Ahirete inanmak, mühimdir - kainatingunesi.com

Ahirete inanmak, Allahü teâlâya inanmak gibi çok mühimdir. Ahiret olmazsa…

Sual: Herkesin yaptığının mutlaka karşılığını göreceği bir yerin olmasını kabul eden bir kimse, yeniden dirilmeyi, mahşeri, ahiret gününü inkâr edebilir mi?

Cevap: Ahirete inanmak, Allahü teâlâya inanmak gibi çok mühimdir. Ahiret olmazsa, dünyada mükafatlandırılmayan iyilikler ve cezası çekilmeyen fenalıklar, kötülükler, haksızlıklar, karşılıklarını göremeyecektir. Bu hâl, en ince sanatları, en ince düzenleri bulunan, bu gördüğümüz âlem için çok büyük bir kusur olur. En küçük bir devletin, hatta herhangi bir topluluğun bir adalet sistemi, mahkemesi bulunuyor da, kâinat dediğimiz şu muazzam âlemin bir mahkeme-i adaleti bulunmaz mı? İnsanların hakkını vermek için ahirete ihtiyaç o kadar mühimdir ki, Avrupa’nın fikir adamları fen yolu ile Allahü teâlânın varlığını anlayamadıkları hâlde, ahlak ve adalet üzerinde düşünerek, bu varlığı söz birliği ile kabul etmektedirler. Ahlak üzerinde düşünerek, Allahü teâlânın varlığını anlamak demek, daima aldanabilen ve manevi mesuliyetleri kontrol edemeyen ve herkesteki kuvveti başka başka olan (Vicdan)ın, ahlakı korumaya kadir olamaması ve dünyada her şey çok düzgün, çok güzel yaratılmış iken, faziletlerin değerlendirilmemesi ve nice kötülüklerin yayılmış ve muhterem olması görüldüğünden, bu yolsuzlukların ahirette ödenmesine ihtiyaç bulunması demektir.

***

Sual: Bazı kimseler, “bizim rehberimizin hocası, rehberi yoktur, kendi kendine öğrenmiştir” diyorlar. Bir kimse, kendine yol gösteren olmadan ilim öğrenebilir mi, din büyüklerinin bir hocası, rehberi yok mu idi?

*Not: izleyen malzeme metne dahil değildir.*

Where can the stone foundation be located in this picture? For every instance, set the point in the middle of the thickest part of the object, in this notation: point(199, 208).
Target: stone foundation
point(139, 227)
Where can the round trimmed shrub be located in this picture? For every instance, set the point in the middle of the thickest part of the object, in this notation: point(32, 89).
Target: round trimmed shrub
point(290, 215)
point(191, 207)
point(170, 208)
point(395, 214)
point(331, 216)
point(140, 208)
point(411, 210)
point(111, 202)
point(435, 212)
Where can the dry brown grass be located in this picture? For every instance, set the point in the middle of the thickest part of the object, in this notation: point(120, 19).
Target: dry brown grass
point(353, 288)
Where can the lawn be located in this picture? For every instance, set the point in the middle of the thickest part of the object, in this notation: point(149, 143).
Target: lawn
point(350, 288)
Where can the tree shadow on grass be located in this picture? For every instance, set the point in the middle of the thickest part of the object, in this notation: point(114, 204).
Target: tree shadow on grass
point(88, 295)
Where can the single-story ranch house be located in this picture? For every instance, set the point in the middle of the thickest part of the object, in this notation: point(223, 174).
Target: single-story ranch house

Cevap: İmâm-ı a’zam hazretlerinin hocası Hammâd, onun hocası İbrâhîm-i Neha’î ve onun hocası da Alkama bin Kays hazretleridir. Bunun hocası ise, Abdullah ibni Mes’ûd hazretleridir. Abdullah ibni Mes’ûd hazretleri de, Resûlullah efendimizden ilmi almış, öğrenmiştir. Resûlullah efendimiz dahi, Cebrail aleyhisselâmdan almıştır. Cebrail aleyhisselâma ise, Allahü teâlâ emreylemiştir.

***

Sual: Bir kimse, İslâm âlimlerinden herhangi birisine veya evliyaya sövse, hakaret etse, bu kimsenin imanına bir zarar gelir mi?

Cevap: Bu konuda Miftâh-ul-Cennet kitabında deniyor ki:
“Bir kimse, bir âlime buğzetse veya sövse, bu yaptığı sebepsiz ise, o kimsenin küfründen korkulur.” Yani imanı gidebilir.